ABD’nin Suriye Özel Temsilcisi James Jeffrey’in Ankara’daki “güvenli bölge” görüşmelerinden, neyse ki ciddi bir ilerleme çıkmadı.

Dışişleri Bakanı Mevlüt Çavuşoğlu, “ABD’nin önerilerinin tatmin eder düzeyde olmadığını” belirterek “Bir an önce güvenli bölge konusunda bir mutabakata varmamız lazım, sabrımız kalmadı” dedi. Ancak buna rağmen Millî Savunma Bakanlığı “güvenli bölgenin askeri yönünün heyetler arasında görüşülmeye başlandığını” duyurdu.

Dolayısıyla Türkiye açısından tehlike devam ediyor!

Amerikan Koridoru

Ulusal çıkarlara baktığımızda ABD ile Türkiye’nin “güvenli bölge” konusunda anlaşması olası değil. Çünkü ABD’nin çıkarları ile Türkiye’nin çıkarları birbirine ters.

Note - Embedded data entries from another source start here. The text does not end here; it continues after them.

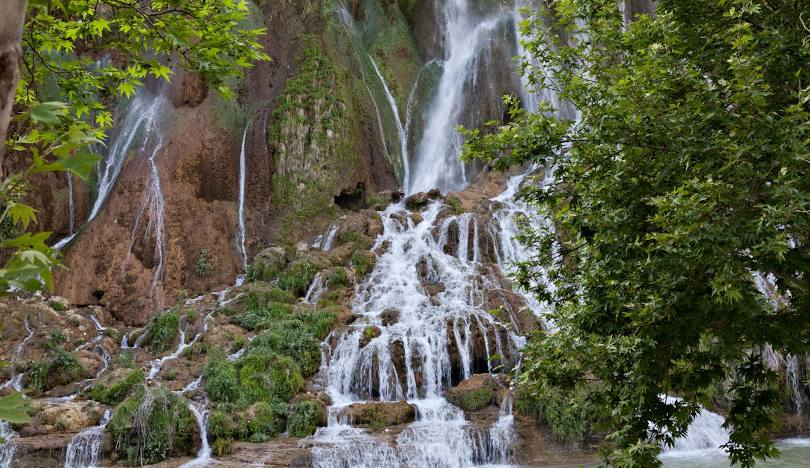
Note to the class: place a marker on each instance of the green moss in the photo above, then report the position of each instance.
(307, 417)
(221, 429)
(57, 306)
(455, 205)
(362, 262)
(162, 330)
(118, 391)
(298, 276)
(62, 368)
(476, 399)
(152, 425)
(221, 382)
(262, 422)
(267, 376)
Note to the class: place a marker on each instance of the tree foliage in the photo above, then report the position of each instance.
(680, 186)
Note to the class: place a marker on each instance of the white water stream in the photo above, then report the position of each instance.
(437, 164)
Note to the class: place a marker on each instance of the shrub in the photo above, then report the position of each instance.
(220, 428)
(362, 262)
(162, 330)
(261, 422)
(307, 417)
(266, 376)
(205, 263)
(221, 381)
(297, 277)
(62, 368)
(152, 425)
(117, 392)
(339, 277)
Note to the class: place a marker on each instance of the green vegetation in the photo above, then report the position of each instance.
(118, 391)
(60, 46)
(363, 262)
(298, 276)
(162, 329)
(62, 368)
(685, 172)
(307, 417)
(257, 387)
(205, 264)
(152, 425)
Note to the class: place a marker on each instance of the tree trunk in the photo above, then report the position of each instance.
(12, 17)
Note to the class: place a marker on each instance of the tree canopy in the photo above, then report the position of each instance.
(679, 191)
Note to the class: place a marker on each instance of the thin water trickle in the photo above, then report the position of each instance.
(84, 449)
(151, 212)
(403, 135)
(240, 235)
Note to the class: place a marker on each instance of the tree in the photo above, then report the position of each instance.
(80, 57)
(684, 179)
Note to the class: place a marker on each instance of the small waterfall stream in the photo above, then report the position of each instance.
(437, 164)
(84, 449)
(240, 236)
(142, 112)
(403, 135)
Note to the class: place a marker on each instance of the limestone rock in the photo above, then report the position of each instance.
(473, 394)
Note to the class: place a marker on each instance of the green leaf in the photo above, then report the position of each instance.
(14, 408)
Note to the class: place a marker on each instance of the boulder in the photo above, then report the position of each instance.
(474, 394)
(380, 414)
(268, 263)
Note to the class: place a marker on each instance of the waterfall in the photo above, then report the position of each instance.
(71, 208)
(403, 135)
(8, 448)
(429, 328)
(795, 383)
(151, 212)
(84, 449)
(705, 434)
(437, 164)
(240, 234)
(15, 382)
(200, 412)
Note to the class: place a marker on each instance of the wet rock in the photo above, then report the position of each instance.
(421, 199)
(389, 317)
(380, 414)
(65, 416)
(369, 333)
(473, 394)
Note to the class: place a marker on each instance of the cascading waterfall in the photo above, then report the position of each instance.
(71, 207)
(84, 449)
(437, 164)
(403, 135)
(144, 109)
(240, 234)
(152, 209)
(358, 371)
(8, 448)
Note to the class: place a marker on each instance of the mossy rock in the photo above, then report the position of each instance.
(473, 394)
(267, 264)
(152, 425)
(119, 390)
(306, 417)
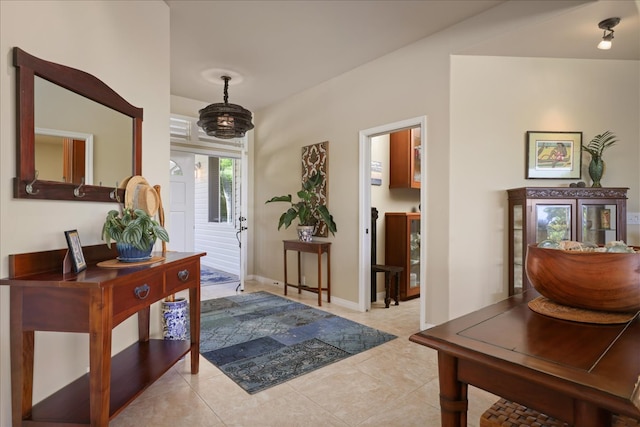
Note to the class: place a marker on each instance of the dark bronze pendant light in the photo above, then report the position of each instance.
(224, 120)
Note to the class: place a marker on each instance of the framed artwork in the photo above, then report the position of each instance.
(315, 159)
(75, 251)
(554, 155)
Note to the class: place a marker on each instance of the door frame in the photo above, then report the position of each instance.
(242, 156)
(364, 202)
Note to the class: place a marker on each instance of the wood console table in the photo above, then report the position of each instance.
(579, 373)
(315, 248)
(95, 301)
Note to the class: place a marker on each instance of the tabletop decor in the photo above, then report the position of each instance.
(134, 231)
(308, 212)
(75, 251)
(603, 281)
(554, 155)
(596, 147)
(260, 340)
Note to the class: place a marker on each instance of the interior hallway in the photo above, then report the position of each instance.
(394, 384)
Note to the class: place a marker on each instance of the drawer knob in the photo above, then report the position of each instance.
(183, 275)
(142, 291)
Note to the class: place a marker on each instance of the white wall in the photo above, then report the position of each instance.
(494, 101)
(126, 45)
(415, 81)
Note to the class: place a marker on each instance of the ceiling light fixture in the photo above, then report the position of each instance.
(224, 120)
(607, 25)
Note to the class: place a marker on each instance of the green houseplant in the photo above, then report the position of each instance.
(596, 147)
(306, 210)
(132, 229)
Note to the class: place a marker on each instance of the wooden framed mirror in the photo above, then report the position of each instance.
(80, 108)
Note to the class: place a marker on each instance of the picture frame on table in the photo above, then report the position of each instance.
(553, 155)
(75, 253)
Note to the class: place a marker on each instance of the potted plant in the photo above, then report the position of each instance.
(307, 210)
(134, 231)
(596, 147)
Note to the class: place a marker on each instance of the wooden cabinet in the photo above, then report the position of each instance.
(405, 152)
(94, 302)
(402, 249)
(596, 215)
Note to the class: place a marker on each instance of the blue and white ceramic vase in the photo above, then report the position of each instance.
(129, 253)
(175, 319)
(305, 232)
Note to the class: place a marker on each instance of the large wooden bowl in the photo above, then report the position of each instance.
(592, 280)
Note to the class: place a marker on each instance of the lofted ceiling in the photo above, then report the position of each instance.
(274, 49)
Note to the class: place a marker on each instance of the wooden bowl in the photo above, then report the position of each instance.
(593, 280)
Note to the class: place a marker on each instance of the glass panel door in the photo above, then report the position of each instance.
(599, 223)
(414, 254)
(553, 222)
(518, 255)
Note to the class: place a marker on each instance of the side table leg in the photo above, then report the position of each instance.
(194, 320)
(387, 289)
(100, 325)
(320, 278)
(397, 289)
(453, 393)
(22, 349)
(299, 281)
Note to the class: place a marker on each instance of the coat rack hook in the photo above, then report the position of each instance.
(29, 188)
(114, 194)
(76, 191)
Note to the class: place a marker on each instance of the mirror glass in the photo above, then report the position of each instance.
(64, 123)
(77, 138)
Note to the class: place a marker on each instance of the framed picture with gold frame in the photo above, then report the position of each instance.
(554, 155)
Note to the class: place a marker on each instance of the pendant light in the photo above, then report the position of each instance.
(224, 120)
(607, 25)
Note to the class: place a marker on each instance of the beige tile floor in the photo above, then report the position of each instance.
(394, 384)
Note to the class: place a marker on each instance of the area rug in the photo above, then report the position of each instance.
(213, 276)
(260, 340)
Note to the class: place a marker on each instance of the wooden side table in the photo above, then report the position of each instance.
(315, 248)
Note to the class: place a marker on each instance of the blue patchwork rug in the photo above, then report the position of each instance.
(260, 340)
(213, 276)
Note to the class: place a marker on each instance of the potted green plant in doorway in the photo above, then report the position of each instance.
(307, 210)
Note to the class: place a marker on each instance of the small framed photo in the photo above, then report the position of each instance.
(605, 219)
(75, 251)
(554, 155)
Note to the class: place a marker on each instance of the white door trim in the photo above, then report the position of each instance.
(364, 294)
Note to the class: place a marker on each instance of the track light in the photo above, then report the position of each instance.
(607, 25)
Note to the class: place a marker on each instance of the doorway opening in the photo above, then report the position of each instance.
(365, 203)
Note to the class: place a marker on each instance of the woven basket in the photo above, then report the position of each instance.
(505, 413)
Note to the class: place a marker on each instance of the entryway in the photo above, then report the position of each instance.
(366, 137)
(206, 207)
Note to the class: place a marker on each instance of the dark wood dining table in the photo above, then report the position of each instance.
(580, 373)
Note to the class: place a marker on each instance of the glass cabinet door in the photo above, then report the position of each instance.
(598, 223)
(518, 249)
(414, 255)
(416, 152)
(553, 222)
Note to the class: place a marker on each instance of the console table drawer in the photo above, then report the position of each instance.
(136, 295)
(181, 276)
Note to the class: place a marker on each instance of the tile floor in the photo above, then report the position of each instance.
(394, 384)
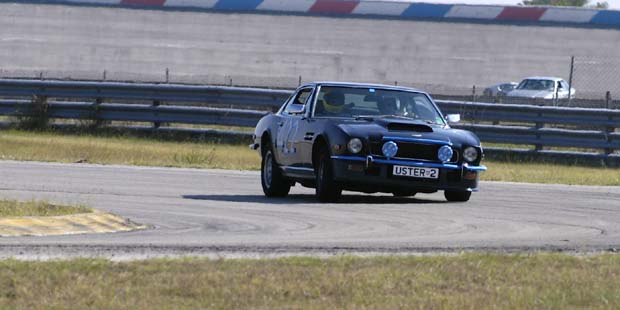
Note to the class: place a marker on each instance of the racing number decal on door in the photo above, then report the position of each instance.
(285, 136)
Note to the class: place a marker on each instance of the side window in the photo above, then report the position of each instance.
(298, 103)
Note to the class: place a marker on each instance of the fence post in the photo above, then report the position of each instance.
(608, 100)
(39, 112)
(97, 120)
(473, 94)
(570, 78)
(538, 147)
(156, 103)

1. ABD, güvenli bölgeyi Suriye’yi bölmek için istiyor. Oysa komşusunun topraklarının bölünmesi Türkiye’nin yararına değil.

2. ABD, Suriye’nin kuzeyinde Amerikan Koridoru’nun ikinci parçasını oluşturmak ve ilerleyen aşamada bunu Irak’taki birinci parçayla birleştirmek istiyor. Suriye’nin kuzeyinde bir Amerikan Koridoru parçası oluşturmak Türkiye’nin yararına değil, tersine sonrasında Türkiye’den bir parça koparma hedefini içerdiği için büyük tehdittir.

İran’a karşı destek

Bu iki temel hedefin dışında, ABD’nin “güvenli bölge” ile ilgili başka hedefleri de var:

3. ABD, “güvenli bölge” ile İran’dan İsrail’e uzanan hattı Irak-Suriye sınırı bölgesinde durdurmak istiyor. ABD bu amaçla yatırım yaptığı YPG’yi silahlandırmaya devam ediyor.

Ancak AKP’nin talep ettiği gibi PYD’nin güneye inmesi ve Türk askerinin kontrolünde bir bant/tampon kurulması karşılığında ABD, İran’dan İsrail’e uzanan hattın kesilmesinde Türk askerinden yararlanmak istiyor!

Bu açıkça Türkiye ile İran’ı karşı karşıya getiren bir durum olur ki, bölge için felakettir!

4 ABD ile anlaşmak, Türkiye’yi Astana ortakları ile karşı karşıya getirir

5. Suriye toprakları üzerinde herhangi bir bölgenin Şam’ın egemenliğinden koparılması, koparanı Suriye ile düşman edecektir. Nitekim ABD ile Türkiye arasında süren güvenli bölge görüşmeleri nedeniyle Şam yönetimi “Egemenliğimize tehdit oluşturan herhangi bir ABD-Türkiye uzlaşmasını reddediyoruz” dedi.

AKP’nin ajandası

Peki ABD ile Türkiye’nin çıkarları bu kadar birbirine ters ise Erdoğan ve Trump yönetimleri neden güvenli bölge görüşmelerini sürdürüyor?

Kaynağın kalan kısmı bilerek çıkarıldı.